Lina’s chest constricted. Paralyzing fear turned her entire body to ice, vomiting up her throat before recognition clicked. Yara. Yara, who’d said her brother was handsome, who had made sure no harm came to him at the palace.
“Why in hell would you jump from there?”
Finley tensed. “Don’t you yell at her!”
“I’m not yelling.” Fat drops of rain spat from the sky, trailing down Yara’s neck like tiny diamonds, dripping from the end of Lina’s nose.
In one white-knuckled fist, Finley clutched a length of braided hair and twine, knotted and threaded through with mother-of-pearl and bone. The witch’s ladder he’d won all those nights ago at the revel for Mama and Ma, a c
harm for sailing safely through storms.
The broom boat rocked as he struggled out of his raincoat, draping it over Lina like a blanket. A small white puff of a dog wormed between his shins—Auntie Van’s dog, Tam, shoving his icy wet nose into the crook of Lina’s knee, sniffing, sniffing, sniffing.
“I just want to know what happened?” Yara’s voice, that voice that pitched at the end of every sentence, making every phrase sound like a question, didn’t fit with the intensity in her eyes, the anxious rigidity of her spine. She perched at the prow like a mermaid figurehead, both fierce and fragile. “You said Thomas went in to get her.”
Cold fingers squeezed Lina’s throat. Tears blurred her vision. “Marcin. It was Marcin. He wants the island to sink. He wore my face. He said Eva—he took—” She choked on the words, on Thomas’s name.
Yara’s face was grim. Her black hair melted into the rain-shrouded shadow of the palace beyond, its wicked spires crowning her. She cursed loudly, fluently, then bent to rap her knuckles urgently against the side of the boat, attempting to steer it, to urge it forward.
But the little skiff was enchanted to follow Finley’s orders, spelled to listen to him and Lina and Ma and Mama alone.
Shouts and sharp staccato barks, louder than thunder, trembled in the air.

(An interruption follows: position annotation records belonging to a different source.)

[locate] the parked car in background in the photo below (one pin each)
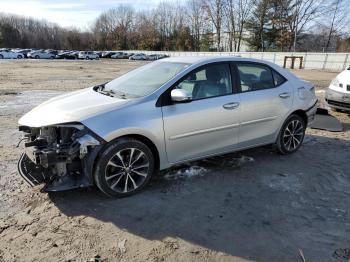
(8, 54)
(99, 53)
(120, 55)
(88, 55)
(24, 52)
(138, 56)
(153, 57)
(117, 135)
(108, 54)
(41, 55)
(67, 55)
(338, 93)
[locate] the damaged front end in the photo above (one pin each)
(60, 156)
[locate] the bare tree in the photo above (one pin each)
(197, 20)
(339, 18)
(215, 12)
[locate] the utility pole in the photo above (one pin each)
(296, 24)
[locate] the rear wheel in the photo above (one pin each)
(124, 168)
(291, 135)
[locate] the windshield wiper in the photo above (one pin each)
(109, 92)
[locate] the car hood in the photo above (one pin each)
(71, 107)
(344, 76)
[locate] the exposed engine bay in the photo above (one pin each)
(60, 156)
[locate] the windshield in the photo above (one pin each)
(146, 79)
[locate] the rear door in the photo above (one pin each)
(266, 98)
(209, 123)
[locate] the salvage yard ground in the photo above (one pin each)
(252, 205)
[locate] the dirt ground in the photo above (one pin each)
(253, 205)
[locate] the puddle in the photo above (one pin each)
(25, 100)
(283, 182)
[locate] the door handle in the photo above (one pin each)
(230, 106)
(284, 95)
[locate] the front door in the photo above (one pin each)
(208, 124)
(266, 98)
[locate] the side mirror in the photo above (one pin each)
(180, 96)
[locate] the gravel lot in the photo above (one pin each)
(252, 205)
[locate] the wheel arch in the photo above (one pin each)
(302, 114)
(148, 142)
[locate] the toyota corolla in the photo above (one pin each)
(118, 134)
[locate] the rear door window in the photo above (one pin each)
(255, 77)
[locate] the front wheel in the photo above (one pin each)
(124, 167)
(291, 135)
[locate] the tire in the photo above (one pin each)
(117, 175)
(291, 135)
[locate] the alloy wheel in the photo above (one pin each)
(127, 170)
(293, 135)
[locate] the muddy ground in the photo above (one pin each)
(253, 205)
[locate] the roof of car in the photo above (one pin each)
(211, 59)
(198, 59)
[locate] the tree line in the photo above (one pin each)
(194, 25)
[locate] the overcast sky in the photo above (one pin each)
(78, 13)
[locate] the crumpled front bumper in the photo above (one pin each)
(337, 100)
(61, 168)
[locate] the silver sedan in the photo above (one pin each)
(117, 135)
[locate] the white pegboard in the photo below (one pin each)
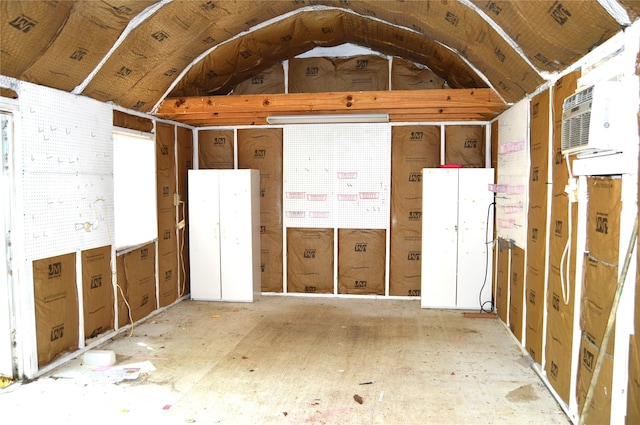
(67, 161)
(65, 133)
(337, 176)
(66, 213)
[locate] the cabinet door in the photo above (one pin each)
(237, 203)
(439, 237)
(204, 235)
(474, 201)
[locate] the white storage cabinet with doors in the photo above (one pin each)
(456, 235)
(224, 234)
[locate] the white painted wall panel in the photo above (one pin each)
(67, 161)
(337, 175)
(204, 235)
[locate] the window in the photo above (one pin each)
(134, 175)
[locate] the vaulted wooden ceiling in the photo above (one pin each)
(136, 54)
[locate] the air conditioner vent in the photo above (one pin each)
(592, 119)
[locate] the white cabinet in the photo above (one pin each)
(224, 234)
(456, 259)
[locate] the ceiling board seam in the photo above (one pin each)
(133, 24)
(616, 10)
(307, 9)
(497, 28)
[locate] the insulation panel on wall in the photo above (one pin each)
(513, 174)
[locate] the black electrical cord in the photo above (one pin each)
(486, 266)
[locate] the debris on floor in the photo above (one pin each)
(116, 374)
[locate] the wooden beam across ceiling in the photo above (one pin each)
(400, 105)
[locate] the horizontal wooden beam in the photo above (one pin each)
(401, 105)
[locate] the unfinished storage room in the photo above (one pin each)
(320, 211)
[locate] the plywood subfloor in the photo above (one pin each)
(296, 360)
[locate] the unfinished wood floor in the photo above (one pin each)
(296, 360)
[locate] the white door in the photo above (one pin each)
(237, 202)
(439, 237)
(6, 291)
(474, 265)
(204, 235)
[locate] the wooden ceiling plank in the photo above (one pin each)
(313, 102)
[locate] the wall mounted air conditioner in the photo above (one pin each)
(593, 119)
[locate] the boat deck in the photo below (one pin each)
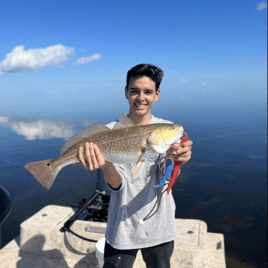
(42, 244)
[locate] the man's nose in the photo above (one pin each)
(141, 96)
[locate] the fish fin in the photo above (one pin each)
(44, 172)
(95, 128)
(137, 168)
(160, 148)
(124, 121)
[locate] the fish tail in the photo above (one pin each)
(45, 171)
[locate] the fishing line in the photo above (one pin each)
(141, 221)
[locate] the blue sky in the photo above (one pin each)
(59, 58)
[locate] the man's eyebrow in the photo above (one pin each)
(134, 88)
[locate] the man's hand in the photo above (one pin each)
(90, 156)
(180, 152)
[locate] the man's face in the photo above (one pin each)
(141, 95)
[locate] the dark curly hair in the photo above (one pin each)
(153, 72)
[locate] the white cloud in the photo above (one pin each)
(84, 60)
(33, 129)
(20, 59)
(261, 6)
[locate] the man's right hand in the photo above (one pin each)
(90, 156)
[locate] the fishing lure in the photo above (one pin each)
(177, 166)
(169, 168)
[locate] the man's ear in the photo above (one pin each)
(157, 94)
(126, 93)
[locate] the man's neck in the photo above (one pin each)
(140, 120)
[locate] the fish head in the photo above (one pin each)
(162, 137)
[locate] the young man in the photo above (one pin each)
(132, 199)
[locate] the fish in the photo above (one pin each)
(126, 143)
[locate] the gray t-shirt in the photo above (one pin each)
(134, 200)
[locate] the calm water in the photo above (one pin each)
(224, 184)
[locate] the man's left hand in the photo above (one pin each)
(180, 152)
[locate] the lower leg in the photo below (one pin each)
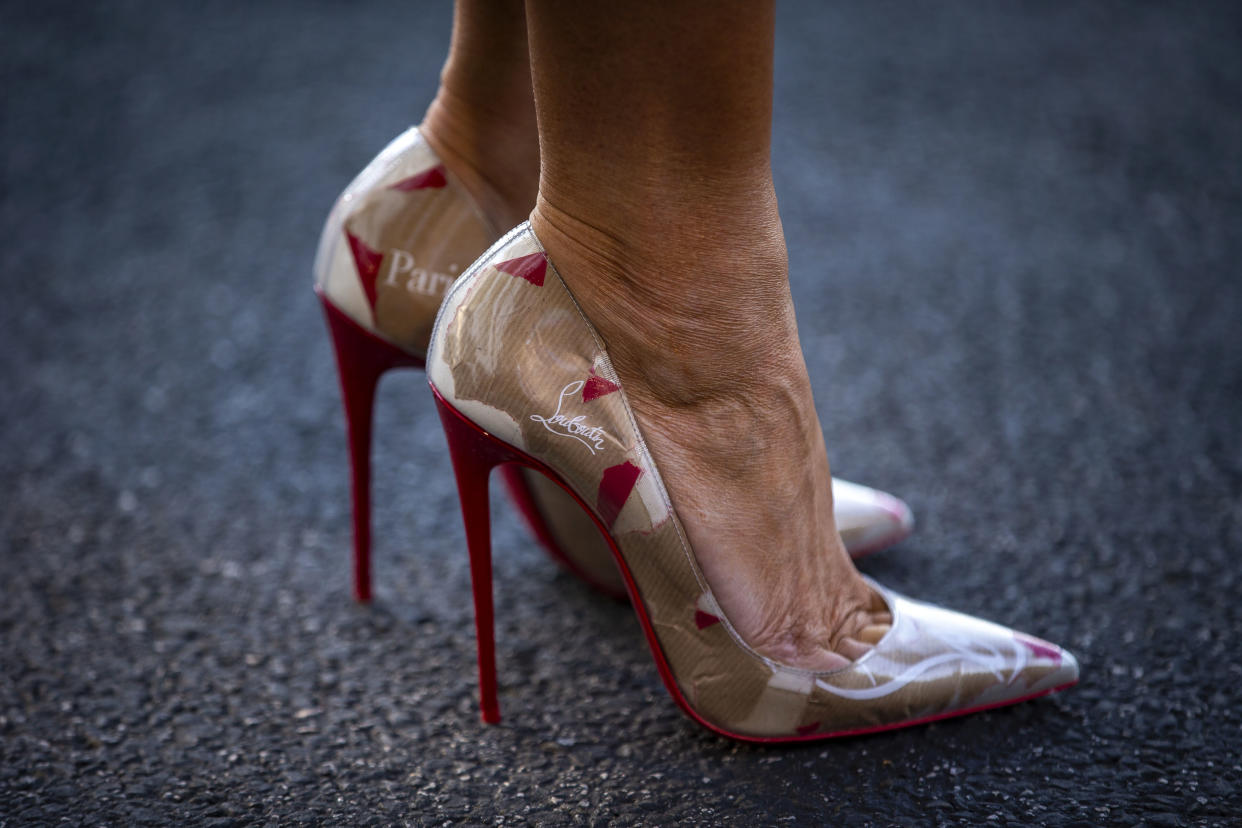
(657, 205)
(482, 122)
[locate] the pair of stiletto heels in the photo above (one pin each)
(523, 382)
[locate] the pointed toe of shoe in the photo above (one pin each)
(870, 519)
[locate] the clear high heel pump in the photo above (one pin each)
(522, 378)
(396, 238)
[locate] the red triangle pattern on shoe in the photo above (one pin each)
(596, 386)
(704, 620)
(532, 268)
(1040, 648)
(368, 263)
(615, 488)
(431, 179)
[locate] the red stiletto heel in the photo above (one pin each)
(475, 456)
(394, 241)
(362, 359)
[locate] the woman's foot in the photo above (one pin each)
(706, 345)
(482, 122)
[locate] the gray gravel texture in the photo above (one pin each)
(1015, 232)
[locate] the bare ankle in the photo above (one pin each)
(493, 153)
(722, 292)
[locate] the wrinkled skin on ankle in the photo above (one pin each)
(514, 353)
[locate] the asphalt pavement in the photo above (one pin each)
(1015, 237)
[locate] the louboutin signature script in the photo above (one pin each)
(565, 426)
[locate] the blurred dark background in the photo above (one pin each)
(1015, 235)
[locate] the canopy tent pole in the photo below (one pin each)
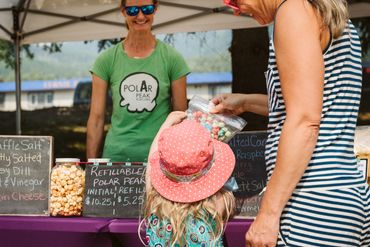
(17, 36)
(18, 85)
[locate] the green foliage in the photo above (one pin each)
(7, 53)
(363, 25)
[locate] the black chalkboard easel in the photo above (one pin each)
(25, 163)
(115, 190)
(250, 170)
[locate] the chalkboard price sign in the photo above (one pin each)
(250, 170)
(114, 191)
(25, 163)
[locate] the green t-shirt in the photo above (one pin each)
(141, 93)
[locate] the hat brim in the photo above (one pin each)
(201, 188)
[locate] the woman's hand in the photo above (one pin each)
(173, 118)
(229, 103)
(263, 232)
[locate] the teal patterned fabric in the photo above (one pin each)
(198, 233)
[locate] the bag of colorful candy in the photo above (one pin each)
(221, 127)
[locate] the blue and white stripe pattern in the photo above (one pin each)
(326, 218)
(331, 204)
(333, 163)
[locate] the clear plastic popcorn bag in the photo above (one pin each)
(221, 127)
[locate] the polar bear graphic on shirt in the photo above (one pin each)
(139, 92)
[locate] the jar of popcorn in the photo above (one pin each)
(67, 187)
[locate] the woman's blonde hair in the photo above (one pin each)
(334, 14)
(178, 213)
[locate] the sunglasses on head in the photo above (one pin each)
(134, 10)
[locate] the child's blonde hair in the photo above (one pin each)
(177, 213)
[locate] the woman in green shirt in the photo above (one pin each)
(147, 79)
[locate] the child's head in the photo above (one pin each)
(189, 171)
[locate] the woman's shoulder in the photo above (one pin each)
(295, 11)
(109, 52)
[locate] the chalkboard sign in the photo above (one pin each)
(114, 191)
(250, 170)
(25, 163)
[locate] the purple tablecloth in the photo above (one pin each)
(29, 231)
(126, 231)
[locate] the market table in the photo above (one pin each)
(17, 231)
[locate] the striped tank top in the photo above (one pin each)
(333, 163)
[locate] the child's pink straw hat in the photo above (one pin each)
(189, 165)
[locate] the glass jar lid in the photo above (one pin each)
(67, 160)
(99, 160)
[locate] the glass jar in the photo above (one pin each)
(67, 187)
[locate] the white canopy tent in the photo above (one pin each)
(35, 21)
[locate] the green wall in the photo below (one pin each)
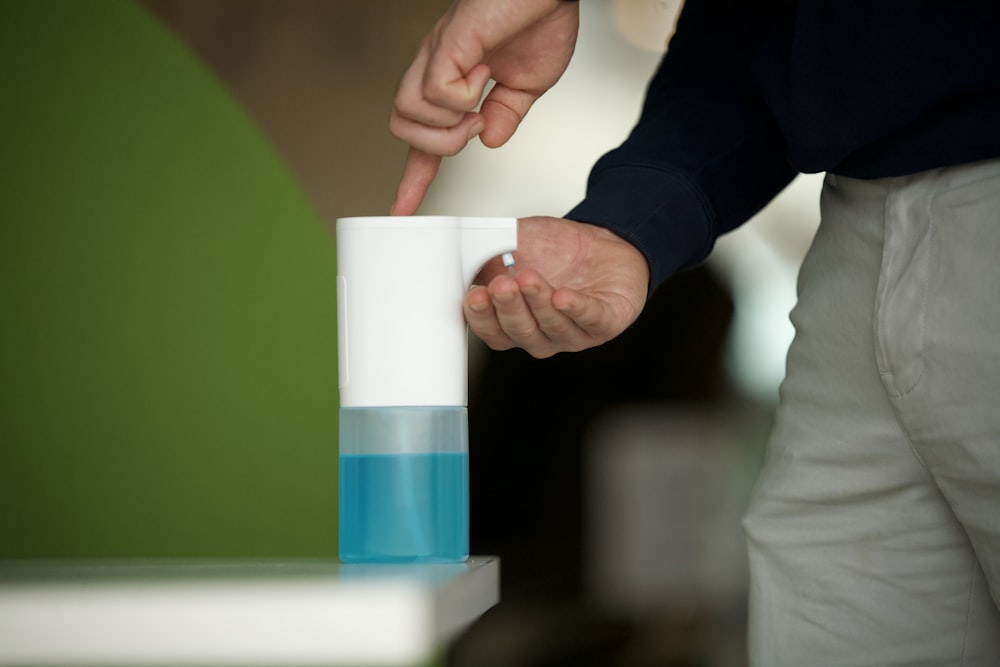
(167, 315)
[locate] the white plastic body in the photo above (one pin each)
(400, 285)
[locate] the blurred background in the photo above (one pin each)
(170, 176)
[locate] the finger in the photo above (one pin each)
(502, 111)
(591, 314)
(418, 173)
(482, 319)
(446, 84)
(516, 318)
(557, 327)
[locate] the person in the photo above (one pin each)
(874, 528)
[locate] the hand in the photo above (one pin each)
(573, 286)
(523, 45)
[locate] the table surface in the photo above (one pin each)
(214, 612)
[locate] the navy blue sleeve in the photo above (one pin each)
(705, 154)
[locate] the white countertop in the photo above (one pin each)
(214, 612)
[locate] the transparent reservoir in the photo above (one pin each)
(404, 484)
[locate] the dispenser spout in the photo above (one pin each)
(484, 239)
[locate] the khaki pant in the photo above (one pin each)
(874, 530)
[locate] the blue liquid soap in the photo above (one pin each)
(404, 507)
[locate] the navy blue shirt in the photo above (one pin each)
(751, 93)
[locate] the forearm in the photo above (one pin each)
(705, 155)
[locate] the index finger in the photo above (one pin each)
(418, 174)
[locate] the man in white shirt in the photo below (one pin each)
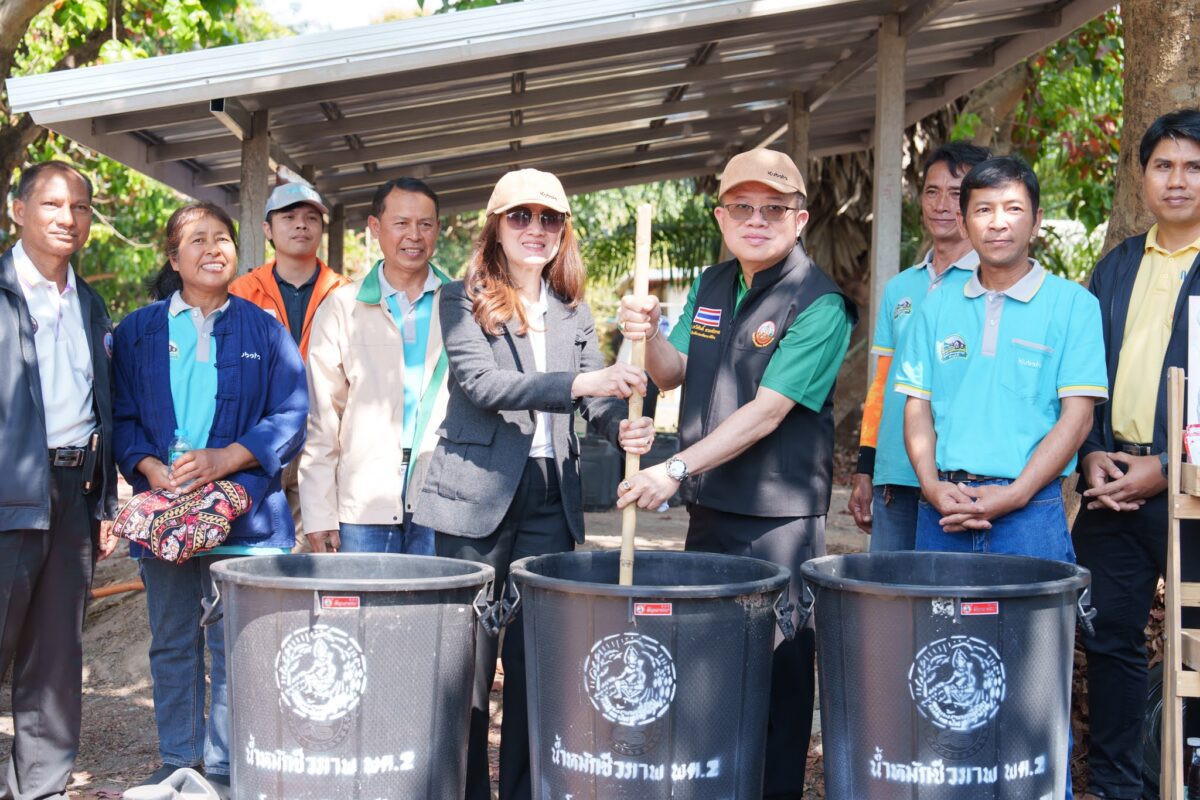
(55, 431)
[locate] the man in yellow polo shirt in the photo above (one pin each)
(1121, 533)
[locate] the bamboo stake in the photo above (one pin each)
(634, 462)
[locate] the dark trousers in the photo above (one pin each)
(45, 579)
(787, 541)
(1127, 553)
(533, 525)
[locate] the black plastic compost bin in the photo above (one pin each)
(945, 675)
(657, 690)
(349, 674)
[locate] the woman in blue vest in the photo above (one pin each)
(504, 480)
(228, 378)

Lightning scorched the scene into Lina’s eyes: Tam scampering from one end of the boat to the other, tail wagging madly. Yara beating her fist on the wood, shouting at Finley that he owed her for the magic she’d just done, for saving Lina. Finley shouting back that Yara owed him for his saving her from Eva’s sea serpent. Amber lantern light winking in the palace windows ahead like guttering candles.
“We’re not going in there,” Finley bellowed. “I’m not taking her back there. Lina, Uncle’s evacuating. Don’t worry, we’re not going back.”
Lina did not want to go back.
The broom boat rolled on the waves, the sea sloshing against its sides. Water slapped the hull, burst over the bow. She could fall asleep to that familiar cadence. Wanted to so very badly. She wanted to curl up here in her brother’s strong arms, blanketed by the oilskin raincoat, and let Finley sail her home. She wanted to let her eyelids flutter shut and sink into peaceful blackness, to not think, to forget everything, to imagine it had all just been a bad dream.